We’re in Cambridge [Massachusetts], I started July 23, and I’m going to be heading up the financial services practice. Cogent has been around for 10 or 11 years as a research firm mostly focused on the health and consumer products side; they’ve decided to diversify their business into financial services arena. My partner in crime will be Tony Ferrara, who heads up a custom consulting practice–meaning he only does engagements for specific clients. My side of the business will focus more on “syndicated” or prepackaged research reports.
What is “syndicated” research
Typically it means you’re writing a fairly detailed research report that you’re selling to many people, but you’re also providing one-on-one consulting to the people who buy the package. So, for example, a few months ago, a Cogent report came out called Investor Brandscape that was a combination of primary interviews with about 4,000 high-net-worth investors, and some detailed information about the brands of mutual fund companies that they bought, and about their loyalty to those fund companies. It was a fairly unique effort to see how “brand” interplays in the mutual fund space. If you think about Coke and Pepsi or Cheer and Tide, they certainly have a very good grasp on brand and how that impacts everything. But in the mutual fund space it’s a new phenomenon to understand what [brand] means.

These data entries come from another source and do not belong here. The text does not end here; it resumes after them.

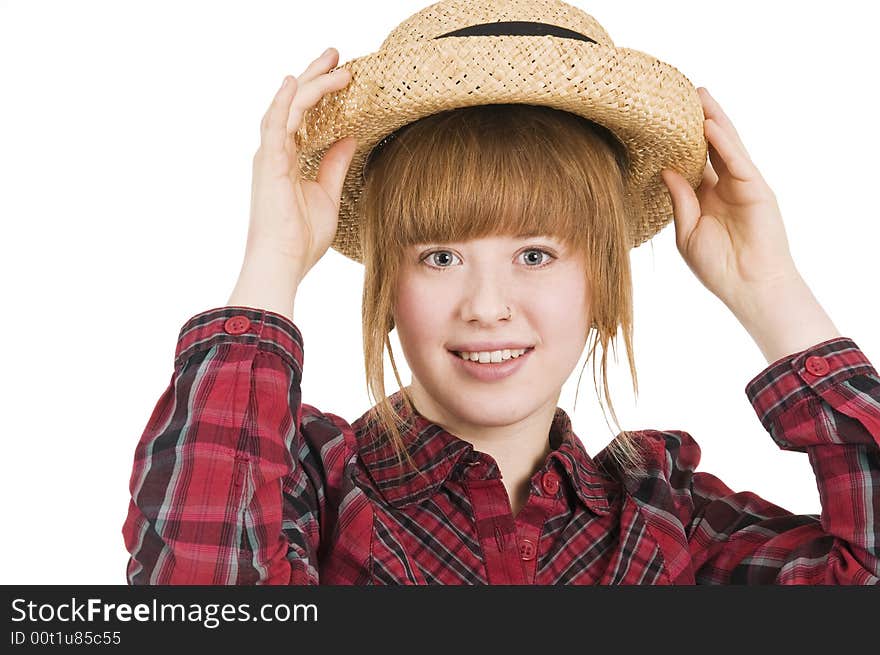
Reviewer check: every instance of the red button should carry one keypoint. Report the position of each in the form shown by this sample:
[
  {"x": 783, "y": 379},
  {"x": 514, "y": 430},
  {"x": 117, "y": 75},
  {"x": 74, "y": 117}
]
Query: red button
[
  {"x": 237, "y": 324},
  {"x": 817, "y": 365},
  {"x": 527, "y": 549},
  {"x": 550, "y": 482}
]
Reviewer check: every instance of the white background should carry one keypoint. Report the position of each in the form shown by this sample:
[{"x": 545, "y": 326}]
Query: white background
[{"x": 127, "y": 132}]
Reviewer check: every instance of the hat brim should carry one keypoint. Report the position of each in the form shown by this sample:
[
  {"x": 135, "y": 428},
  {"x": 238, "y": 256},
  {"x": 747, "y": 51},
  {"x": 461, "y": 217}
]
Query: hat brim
[{"x": 649, "y": 105}]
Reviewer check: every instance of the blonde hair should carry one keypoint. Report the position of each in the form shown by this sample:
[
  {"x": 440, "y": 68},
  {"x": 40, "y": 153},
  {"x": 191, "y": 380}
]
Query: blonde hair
[{"x": 499, "y": 170}]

By financial services companies, do you just mean mutual fund companies?
No, also distribution companies like Merrill Lynch and Smith Barney, insurance companies like SunLife or The Hartford. The interesting thing–and this goes to your question as to why I came here–I’ve been in the mutual fund business building new products and businesses for 20 years. I’ve been reading this research that whole time. I always struggled with the research: It was interesting data, but I then had to take that data and synthesize business solutions, new opportunities–I had to try to figure out how I could use it to make money for my firm. Now I want to bottle that same exercise in this business.
You’ve been a consumer of this kind of research yourself for all those years, but now you’re on the other side?
That’s a good way to look at it.
So, are financial services companies–those kinds of firms you mentioned– good users of research?
There’s a wide spectrum. There are some people who buy the research because they want to be informed about what’s going on. Then there are other people who use the research to change business strategy or the way they’re perceived in the marketplace.
I’ll give you an example. I can’t say the name of the company, but I was visiting a client last week. They’ve very much integrated the idea of brand and loyalty into all their marketing, and are driving a sales strategy based on the results of how their brand plays in the marketplace compared to their major competitors.
That’s a case where research has changed behavior.